Inévitablement l’histoire en toile de fond devient vite un prétexte à un condensé de références aux comics, parfois sans vraiment de lien. Chaque scène est un nouveau prétexte pour rire un peu plus d’une situation absurde que l’on retrouve fréquemment dans ce genre d’histoire, ou pour faire apparaître un énième personnage de l’univers DC, qui viendra mettre son grain de sel avant de disparaître comme la dizaine d’autres apparus avant lui. Bien sûr, le film s’amuse de la trilogie de Christopher Nolan, du Batman v Superman de Zack Snyder ou encore la série télévisée de 1966, mais on observe également énormément de références à d’autres œuvres qui n’ont pas grand chose à voir comme Le Seigneur des Anneaux, Doctor Who, Matrix ou même les Gremlins. A la manière du film Deadpool l’année dernière, la plupart des blagues se fondent sur ces références à la « pop culture », mais on est loin de la réussite du film de Tim Miller. En effet on a plutôt ici l’impression de voir une grande liste de références, avec un réalisateur qui semble les avoir empilées en pensant que ce serait suffisant pour donner un intérêt à son film. C’est raté.
Sans pour autant être mauvais, d’ailleurs le film est parfois très drôle, j’ai eu le sentiment d’être submergé par les (trop) nombreuses références et de ne plus savoir quoi regarder. Les bonnes idées en fin de compte se retrouvent souvent noyées dans un ensemble lourdingue et juste passablement intéressant, dans un univers sans queue ni tête où on se demande à plusieurs reprises quel est le véritable but de ce qui se passe à l’écran. Autant La Grande Aventure Lego parvenait à utiliser de manière ingénieuse toutes les références sur lesquelles le film était bâtit, autant là je n’ai aucune idée de ce que le réalisateur Chris McKay et son scénariste Seth Grahame-Smith ont bien voulu faire.
Never Gonna Give You Up
Malgré tout Lego Batman reste un film plutôt sympathique à voir.
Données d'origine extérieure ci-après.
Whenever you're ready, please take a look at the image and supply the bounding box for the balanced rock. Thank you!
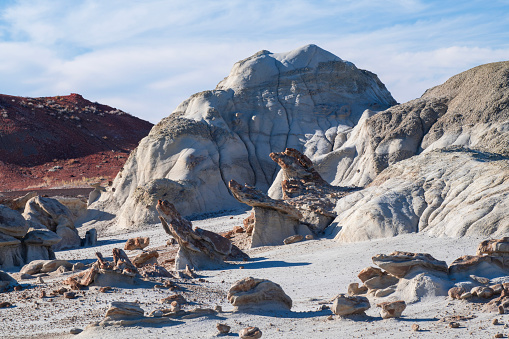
[348,282,368,296]
[227,277,292,311]
[157,200,248,269]
[331,294,370,316]
[0,205,29,238]
[372,252,448,278]
[377,300,406,319]
[358,266,384,282]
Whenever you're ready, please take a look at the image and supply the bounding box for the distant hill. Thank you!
[0,93,153,191]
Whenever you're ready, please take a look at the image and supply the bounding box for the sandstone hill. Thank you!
[0,93,153,190]
[328,61,509,241]
[88,44,397,232]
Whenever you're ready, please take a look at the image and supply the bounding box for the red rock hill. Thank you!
[0,93,153,191]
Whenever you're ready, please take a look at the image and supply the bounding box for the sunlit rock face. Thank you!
[88,44,396,233]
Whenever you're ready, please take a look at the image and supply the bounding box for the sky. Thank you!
[0,0,508,123]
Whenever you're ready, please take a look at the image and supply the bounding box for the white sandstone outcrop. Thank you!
[86,44,396,234]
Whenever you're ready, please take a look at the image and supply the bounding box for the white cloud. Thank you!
[0,0,507,122]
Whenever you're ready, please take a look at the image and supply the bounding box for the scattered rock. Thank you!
[239,326,262,339]
[283,235,303,245]
[0,301,13,308]
[331,294,370,316]
[216,323,231,334]
[348,282,368,296]
[493,318,500,325]
[477,237,509,256]
[448,286,466,300]
[104,301,144,320]
[227,277,292,311]
[449,322,460,328]
[132,250,159,267]
[411,323,420,331]
[358,266,383,283]
[377,300,406,319]
[471,286,494,299]
[70,328,83,335]
[63,291,76,299]
[124,237,150,251]
[159,294,186,305]
[494,333,504,338]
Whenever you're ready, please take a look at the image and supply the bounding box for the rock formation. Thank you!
[227,277,292,311]
[328,61,509,242]
[229,148,355,247]
[87,44,396,234]
[156,199,248,269]
[331,294,370,316]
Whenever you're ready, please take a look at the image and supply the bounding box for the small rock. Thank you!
[499,305,505,314]
[305,234,314,240]
[57,265,69,274]
[449,322,460,328]
[124,237,150,251]
[471,286,494,299]
[283,234,304,245]
[411,323,420,331]
[460,292,472,300]
[216,323,231,334]
[39,291,46,298]
[470,275,490,285]
[13,285,22,291]
[150,310,163,317]
[239,326,262,339]
[494,334,504,338]
[493,318,500,325]
[327,315,334,320]
[99,286,112,293]
[0,302,12,308]
[347,282,368,296]
[170,301,181,312]
[214,305,222,313]
[166,238,177,246]
[64,291,76,299]
[448,286,465,300]
[233,226,244,233]
[377,300,406,319]
[331,294,370,316]
[70,328,82,335]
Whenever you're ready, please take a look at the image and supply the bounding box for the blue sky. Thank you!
[0,0,508,123]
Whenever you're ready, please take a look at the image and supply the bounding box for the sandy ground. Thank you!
[1,210,507,339]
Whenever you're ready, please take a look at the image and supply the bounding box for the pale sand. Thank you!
[3,211,506,339]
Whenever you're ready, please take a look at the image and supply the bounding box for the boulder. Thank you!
[372,251,448,278]
[0,234,23,269]
[239,327,262,339]
[2,192,37,211]
[471,286,494,299]
[448,255,508,280]
[124,237,150,251]
[104,302,144,320]
[331,294,370,316]
[448,286,466,300]
[348,282,368,296]
[21,259,72,275]
[363,272,399,291]
[283,235,304,245]
[157,199,248,269]
[23,196,80,250]
[132,250,159,267]
[377,300,406,319]
[83,228,97,247]
[358,266,383,283]
[0,205,28,238]
[227,277,292,311]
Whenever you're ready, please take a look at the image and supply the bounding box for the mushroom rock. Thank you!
[227,277,292,311]
[22,229,60,262]
[228,180,304,247]
[0,234,24,269]
[86,44,396,234]
[372,251,448,279]
[156,199,248,270]
[23,196,80,250]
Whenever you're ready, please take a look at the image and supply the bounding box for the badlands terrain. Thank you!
[0,44,508,338]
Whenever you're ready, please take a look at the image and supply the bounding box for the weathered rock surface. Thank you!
[478,238,509,256]
[124,237,150,251]
[23,196,80,250]
[239,327,262,339]
[157,199,248,269]
[331,294,370,316]
[86,44,396,234]
[377,300,406,319]
[227,277,292,311]
[329,61,509,242]
[104,302,144,320]
[0,205,29,238]
[372,251,448,278]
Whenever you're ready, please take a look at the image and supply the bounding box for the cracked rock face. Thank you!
[88,44,396,234]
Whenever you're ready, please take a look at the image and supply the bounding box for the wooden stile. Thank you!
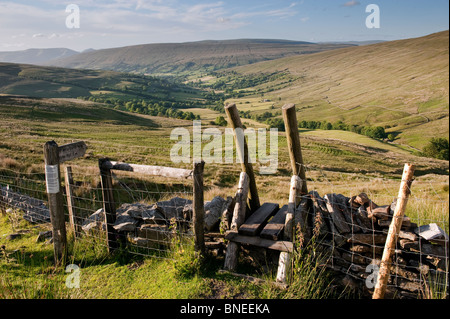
[282,104,308,195]
[276,175,301,284]
[224,232,293,253]
[224,103,260,213]
[238,203,279,236]
[224,172,250,271]
[260,205,288,240]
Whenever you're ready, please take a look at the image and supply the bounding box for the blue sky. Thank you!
[0,0,448,51]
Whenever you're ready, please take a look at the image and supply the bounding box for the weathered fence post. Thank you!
[373,163,416,299]
[193,160,205,255]
[64,166,80,238]
[43,141,67,265]
[224,172,250,271]
[282,103,308,195]
[276,174,301,284]
[98,158,120,253]
[225,103,260,213]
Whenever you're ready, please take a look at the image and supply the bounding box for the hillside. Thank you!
[0,48,79,65]
[219,31,449,150]
[0,62,204,108]
[45,39,354,76]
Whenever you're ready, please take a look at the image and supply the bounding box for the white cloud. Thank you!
[342,1,361,7]
[232,2,298,20]
[300,17,310,23]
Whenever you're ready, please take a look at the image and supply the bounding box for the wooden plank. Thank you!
[101,160,193,179]
[238,203,279,236]
[277,175,301,284]
[260,205,288,240]
[224,172,250,271]
[282,104,308,195]
[225,231,293,253]
[64,166,80,238]
[225,103,260,213]
[58,141,86,163]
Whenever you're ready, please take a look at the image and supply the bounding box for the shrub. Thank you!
[422,138,449,160]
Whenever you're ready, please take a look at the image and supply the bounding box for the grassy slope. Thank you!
[0,96,448,299]
[0,96,447,199]
[46,39,354,76]
[225,31,449,150]
[0,62,203,102]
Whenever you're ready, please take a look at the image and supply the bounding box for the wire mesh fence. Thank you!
[1,161,449,298]
[295,164,449,299]
[0,164,196,260]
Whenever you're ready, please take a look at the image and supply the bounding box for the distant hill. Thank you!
[0,62,202,104]
[0,48,79,65]
[45,39,354,76]
[225,30,449,150]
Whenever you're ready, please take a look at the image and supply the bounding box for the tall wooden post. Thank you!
[224,172,250,271]
[99,158,120,252]
[277,175,301,283]
[225,103,260,213]
[64,166,80,238]
[193,160,205,255]
[43,141,67,265]
[373,163,416,299]
[282,104,308,195]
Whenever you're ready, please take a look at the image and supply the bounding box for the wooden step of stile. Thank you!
[238,203,279,236]
[260,205,288,240]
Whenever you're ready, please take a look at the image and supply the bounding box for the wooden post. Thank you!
[99,158,120,252]
[193,160,205,255]
[373,163,415,299]
[225,103,260,213]
[224,172,250,271]
[64,166,80,238]
[282,104,308,195]
[43,141,67,265]
[276,175,301,284]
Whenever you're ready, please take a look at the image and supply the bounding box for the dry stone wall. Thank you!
[302,191,449,299]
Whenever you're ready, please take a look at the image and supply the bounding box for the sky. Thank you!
[0,0,448,52]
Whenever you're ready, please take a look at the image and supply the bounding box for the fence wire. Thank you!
[296,164,449,299]
[1,163,448,298]
[0,165,195,260]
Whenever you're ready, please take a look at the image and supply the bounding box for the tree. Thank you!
[214,116,227,126]
[422,138,449,160]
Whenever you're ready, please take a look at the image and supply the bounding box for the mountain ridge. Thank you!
[0,48,79,65]
[43,39,354,75]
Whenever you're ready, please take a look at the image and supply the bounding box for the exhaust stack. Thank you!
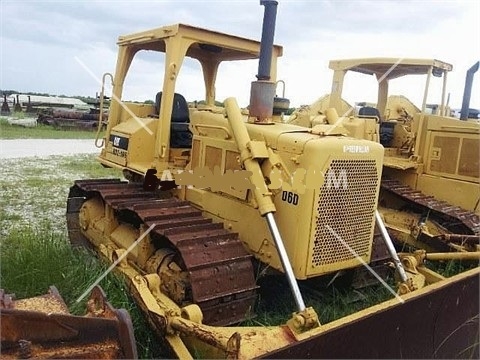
[249,0,278,123]
[460,61,479,120]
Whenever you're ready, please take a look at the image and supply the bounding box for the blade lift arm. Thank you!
[225,97,320,334]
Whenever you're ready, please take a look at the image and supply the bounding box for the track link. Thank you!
[67,178,258,326]
[381,179,480,236]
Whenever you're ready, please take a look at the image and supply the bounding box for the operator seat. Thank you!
[358,106,381,121]
[359,106,394,147]
[155,92,192,148]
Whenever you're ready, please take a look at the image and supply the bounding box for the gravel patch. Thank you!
[0,139,100,159]
[0,154,118,237]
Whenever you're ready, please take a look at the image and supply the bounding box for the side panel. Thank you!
[100,117,157,175]
[426,132,480,183]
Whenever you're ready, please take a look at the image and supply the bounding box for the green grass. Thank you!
[0,228,164,358]
[61,156,120,177]
[428,258,478,277]
[0,116,102,139]
[242,270,394,327]
[0,154,165,357]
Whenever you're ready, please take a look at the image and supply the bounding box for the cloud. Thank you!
[1,0,478,109]
[277,0,479,108]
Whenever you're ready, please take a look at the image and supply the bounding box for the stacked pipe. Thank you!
[37,108,107,129]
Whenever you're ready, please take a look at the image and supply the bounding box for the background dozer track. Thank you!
[381,178,480,236]
[380,178,480,251]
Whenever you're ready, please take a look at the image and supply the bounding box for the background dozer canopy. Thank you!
[328,57,453,118]
[328,57,453,79]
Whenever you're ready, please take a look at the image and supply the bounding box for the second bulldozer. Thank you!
[289,57,480,252]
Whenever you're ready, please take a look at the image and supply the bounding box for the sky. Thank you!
[1,0,479,110]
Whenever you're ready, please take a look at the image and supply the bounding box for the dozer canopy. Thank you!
[117,23,283,63]
[102,22,284,172]
[328,57,453,80]
[328,57,453,118]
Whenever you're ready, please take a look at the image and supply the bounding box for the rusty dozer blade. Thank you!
[109,239,479,359]
[257,267,479,359]
[0,285,137,359]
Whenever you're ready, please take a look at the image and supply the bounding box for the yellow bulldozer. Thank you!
[289,57,480,253]
[56,1,480,358]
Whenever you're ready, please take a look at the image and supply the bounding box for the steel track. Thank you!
[67,178,258,326]
[381,178,480,236]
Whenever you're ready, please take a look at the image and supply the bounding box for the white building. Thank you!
[6,94,89,110]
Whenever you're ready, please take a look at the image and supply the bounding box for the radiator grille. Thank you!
[313,160,378,267]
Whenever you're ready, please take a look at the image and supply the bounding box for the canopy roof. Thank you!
[117,23,283,62]
[328,58,453,80]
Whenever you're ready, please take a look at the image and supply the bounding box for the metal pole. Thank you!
[440,70,447,116]
[257,0,278,80]
[425,252,480,261]
[375,210,409,283]
[265,212,306,311]
[460,61,479,120]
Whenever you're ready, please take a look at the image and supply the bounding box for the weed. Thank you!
[243,271,394,327]
[0,226,164,358]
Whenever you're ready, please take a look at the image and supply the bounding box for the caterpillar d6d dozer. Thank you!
[66,2,479,358]
[289,58,480,253]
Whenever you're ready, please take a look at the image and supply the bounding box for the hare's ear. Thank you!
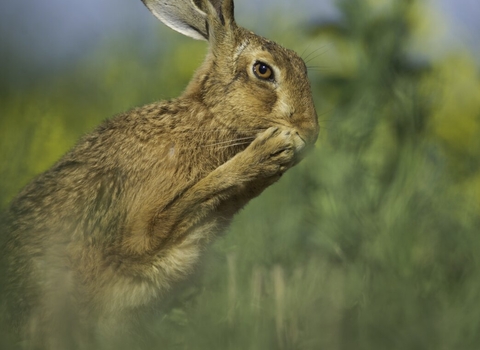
[203,0,235,26]
[202,0,236,37]
[141,0,209,40]
[142,0,237,42]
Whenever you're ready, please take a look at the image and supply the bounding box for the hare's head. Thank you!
[142,0,319,155]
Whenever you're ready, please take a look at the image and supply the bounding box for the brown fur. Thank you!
[0,0,319,348]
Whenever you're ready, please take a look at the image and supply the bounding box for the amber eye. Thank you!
[253,62,274,81]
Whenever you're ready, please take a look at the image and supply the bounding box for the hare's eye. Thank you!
[253,62,274,81]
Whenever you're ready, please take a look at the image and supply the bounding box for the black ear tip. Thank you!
[206,0,235,25]
[219,11,226,26]
[224,0,235,22]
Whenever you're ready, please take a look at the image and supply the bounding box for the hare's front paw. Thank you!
[242,126,299,180]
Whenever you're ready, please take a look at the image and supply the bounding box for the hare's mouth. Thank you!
[289,131,308,164]
[293,132,306,153]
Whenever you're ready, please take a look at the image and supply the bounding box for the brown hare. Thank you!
[0,0,319,348]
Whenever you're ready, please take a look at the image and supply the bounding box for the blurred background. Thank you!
[1,0,480,349]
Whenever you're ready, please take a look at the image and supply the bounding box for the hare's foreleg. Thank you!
[151,126,303,248]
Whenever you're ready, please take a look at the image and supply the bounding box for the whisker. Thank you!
[170,140,253,151]
[256,116,291,128]
[204,136,256,147]
[317,118,331,123]
[300,42,313,60]
[318,109,334,117]
[303,45,330,62]
[170,128,264,134]
[304,46,333,65]
[318,125,333,131]
[307,65,329,70]
[305,55,329,65]
[216,141,253,150]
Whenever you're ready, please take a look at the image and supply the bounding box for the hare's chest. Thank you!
[107,217,224,313]
[148,225,214,289]
[103,237,203,313]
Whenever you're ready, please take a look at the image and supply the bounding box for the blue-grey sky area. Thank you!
[438,0,480,52]
[0,0,478,81]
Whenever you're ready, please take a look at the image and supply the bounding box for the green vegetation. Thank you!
[2,0,480,348]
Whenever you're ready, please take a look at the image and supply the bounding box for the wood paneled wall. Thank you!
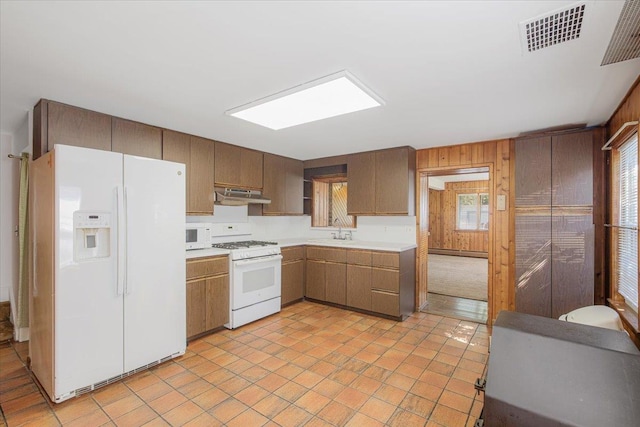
[428,189,442,249]
[429,181,489,253]
[607,76,640,140]
[416,139,513,326]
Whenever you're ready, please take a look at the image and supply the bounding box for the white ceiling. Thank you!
[1,1,638,161]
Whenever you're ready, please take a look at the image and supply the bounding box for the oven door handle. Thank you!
[233,254,283,266]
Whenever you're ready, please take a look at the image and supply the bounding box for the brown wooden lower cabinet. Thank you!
[305,260,326,300]
[346,264,371,310]
[372,290,400,317]
[305,246,415,319]
[326,262,347,305]
[205,276,229,330]
[186,278,207,338]
[281,246,305,306]
[186,255,229,339]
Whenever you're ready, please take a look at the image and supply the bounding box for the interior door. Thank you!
[418,174,429,309]
[123,155,186,372]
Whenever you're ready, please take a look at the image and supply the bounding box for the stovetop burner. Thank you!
[211,240,278,250]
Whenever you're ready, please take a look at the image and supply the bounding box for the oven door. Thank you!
[231,254,282,310]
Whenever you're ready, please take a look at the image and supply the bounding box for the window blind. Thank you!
[618,132,638,312]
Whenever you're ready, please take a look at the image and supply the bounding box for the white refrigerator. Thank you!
[30,144,186,403]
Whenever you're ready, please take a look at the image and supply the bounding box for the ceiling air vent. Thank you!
[520,2,586,53]
[601,0,640,66]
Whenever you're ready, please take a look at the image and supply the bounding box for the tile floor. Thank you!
[0,301,488,427]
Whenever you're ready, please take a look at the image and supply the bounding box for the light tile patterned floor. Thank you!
[0,301,488,426]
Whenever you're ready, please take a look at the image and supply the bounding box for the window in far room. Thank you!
[456,192,489,230]
[312,176,355,228]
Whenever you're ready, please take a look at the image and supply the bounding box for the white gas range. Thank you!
[207,224,282,329]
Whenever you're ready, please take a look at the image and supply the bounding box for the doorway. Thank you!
[420,169,490,323]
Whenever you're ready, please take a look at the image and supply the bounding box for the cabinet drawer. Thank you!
[371,267,399,292]
[282,246,305,263]
[306,246,347,263]
[371,290,400,317]
[347,249,372,266]
[186,256,228,279]
[371,252,399,269]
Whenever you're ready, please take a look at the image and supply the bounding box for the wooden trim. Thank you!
[416,160,496,327]
[608,299,640,349]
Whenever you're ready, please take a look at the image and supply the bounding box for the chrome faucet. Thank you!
[334,218,343,240]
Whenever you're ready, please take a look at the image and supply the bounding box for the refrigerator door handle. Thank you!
[124,186,130,295]
[116,186,125,296]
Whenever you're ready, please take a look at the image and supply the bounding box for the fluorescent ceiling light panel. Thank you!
[226,70,384,130]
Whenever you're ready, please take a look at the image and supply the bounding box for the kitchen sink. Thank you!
[307,238,357,245]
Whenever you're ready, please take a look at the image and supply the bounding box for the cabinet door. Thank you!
[347,264,371,311]
[307,246,347,263]
[371,267,399,293]
[215,142,263,189]
[47,101,112,152]
[263,153,286,214]
[215,141,241,187]
[347,152,376,215]
[112,118,162,159]
[282,260,304,306]
[186,256,228,280]
[515,215,552,317]
[375,148,409,214]
[206,275,229,330]
[305,260,326,300]
[241,148,264,189]
[284,157,304,214]
[372,290,400,317]
[515,137,551,206]
[325,262,346,305]
[163,130,190,212]
[190,136,216,214]
[551,215,594,318]
[552,132,593,206]
[187,279,207,338]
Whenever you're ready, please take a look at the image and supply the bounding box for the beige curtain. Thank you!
[16,153,29,330]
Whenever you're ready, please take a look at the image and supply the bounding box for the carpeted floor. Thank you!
[428,254,488,301]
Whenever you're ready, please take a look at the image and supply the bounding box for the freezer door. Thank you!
[54,145,124,397]
[123,155,186,372]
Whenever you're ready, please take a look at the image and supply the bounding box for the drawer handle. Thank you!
[372,289,398,296]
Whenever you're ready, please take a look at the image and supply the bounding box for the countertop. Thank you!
[186,238,417,259]
[185,247,230,259]
[277,238,417,252]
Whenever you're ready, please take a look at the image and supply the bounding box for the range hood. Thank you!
[215,188,271,206]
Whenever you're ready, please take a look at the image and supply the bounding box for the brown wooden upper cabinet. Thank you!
[214,142,263,190]
[163,130,215,214]
[347,146,416,216]
[34,100,112,158]
[263,153,303,215]
[111,118,162,160]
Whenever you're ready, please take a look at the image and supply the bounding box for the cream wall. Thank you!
[0,131,18,302]
[0,112,30,314]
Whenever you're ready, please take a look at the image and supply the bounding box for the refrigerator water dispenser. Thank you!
[73,212,111,261]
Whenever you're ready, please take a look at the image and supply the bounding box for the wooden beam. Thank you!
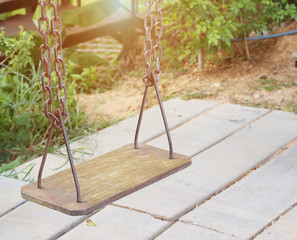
[0,7,144,48]
[63,10,144,48]
[0,0,37,14]
[61,0,71,6]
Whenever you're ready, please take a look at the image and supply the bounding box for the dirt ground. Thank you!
[79,22,297,122]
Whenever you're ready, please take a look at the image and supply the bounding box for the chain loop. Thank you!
[51,0,68,128]
[38,0,54,124]
[143,0,163,87]
[38,0,68,129]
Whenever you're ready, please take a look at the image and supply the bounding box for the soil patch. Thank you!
[79,22,297,121]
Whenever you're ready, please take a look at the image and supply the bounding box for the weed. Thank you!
[182,92,204,100]
[165,93,179,101]
[253,78,297,92]
[284,102,297,113]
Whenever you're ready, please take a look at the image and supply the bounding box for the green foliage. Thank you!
[0,28,101,168]
[163,0,297,66]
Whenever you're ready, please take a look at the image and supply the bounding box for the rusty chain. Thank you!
[152,0,163,82]
[143,0,163,87]
[38,0,68,129]
[50,0,68,128]
[143,0,154,87]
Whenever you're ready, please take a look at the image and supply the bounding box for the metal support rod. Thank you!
[134,81,174,159]
[58,110,81,203]
[38,123,55,188]
[152,78,174,159]
[134,86,149,149]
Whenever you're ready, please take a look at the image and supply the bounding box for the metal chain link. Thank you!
[38,0,57,125]
[49,0,68,128]
[152,0,163,82]
[38,0,68,129]
[143,0,163,87]
[143,0,154,87]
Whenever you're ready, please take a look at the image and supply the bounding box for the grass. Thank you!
[182,92,204,100]
[284,102,297,113]
[252,77,297,92]
[0,28,118,180]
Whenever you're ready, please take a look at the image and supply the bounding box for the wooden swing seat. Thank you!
[21,144,191,216]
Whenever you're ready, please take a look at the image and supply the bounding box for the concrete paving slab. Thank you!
[69,98,218,159]
[59,205,170,240]
[10,153,69,182]
[115,110,297,220]
[155,222,241,240]
[255,206,297,240]
[0,176,26,217]
[0,202,88,240]
[181,141,297,239]
[148,104,269,156]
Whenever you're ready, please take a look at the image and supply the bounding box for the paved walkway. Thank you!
[1,98,297,240]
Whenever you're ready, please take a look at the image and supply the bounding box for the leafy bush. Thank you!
[163,0,297,66]
[0,28,101,168]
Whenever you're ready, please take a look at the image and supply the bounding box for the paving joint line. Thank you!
[251,195,297,238]
[190,109,272,158]
[111,203,179,240]
[179,220,241,239]
[144,101,224,144]
[0,199,27,218]
[111,203,173,222]
[147,222,175,240]
[52,212,95,240]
Si on arrive à passer outre cette impression de « trop plein » alors il garde certaines qualités. Similaire à son prédécesseur dans sa construction, le film nous embarque dans une aventure un peu improbable pleine de scènes loufoques qui décrochent forcément quelques sourires aux spectateurs. Le personnage du Batman est savoureux et représente probablement la meilleure parodie d’un héros habituellement très sombre. Toutefois et pour ceux qui n’auront pas la chance de pouvoir assister à une séance en version originale, il faut composer avec des voix françaises dont on pourrait bien se passer. Notamment du côté des sidekicks avec au choix un acteur de série télé, des footballeurs, des youtubeurs ou un animateur télé qui se prend depuis des années pour un historien. Ces choix réalisés par le distributeur français laissent à désirer et on ne rappellera jamais assez que le doublage est un métier. L’univers DC peut se targuer d’avoir en France d’excellents doubleurs pour ses dessins animés, alors il est parfaitement stupide d’aller chercher des personnes inexpérimentées pour interpréter ces personnages une fois qu’ils sont au cinéma.
Le film se révèle donc un peu décevant. Loin de la qualité de La Grande Aventure Lego, il en fait souvent trop comme pour cacher un manque d’idée sur le fond : les références sont parfois drôles oui, mais dénuées de contexte elles perdent souvent leur saveur et le film ne devient qu’une longue liste où le réalisateur s’applique à cocher toutes les œuvres de pop culture qu’il a en tête. C’est dommage, ce qui aurait pu être excellent ne propose au final qu’un moment sympathique à un spectateur amateur de super héros.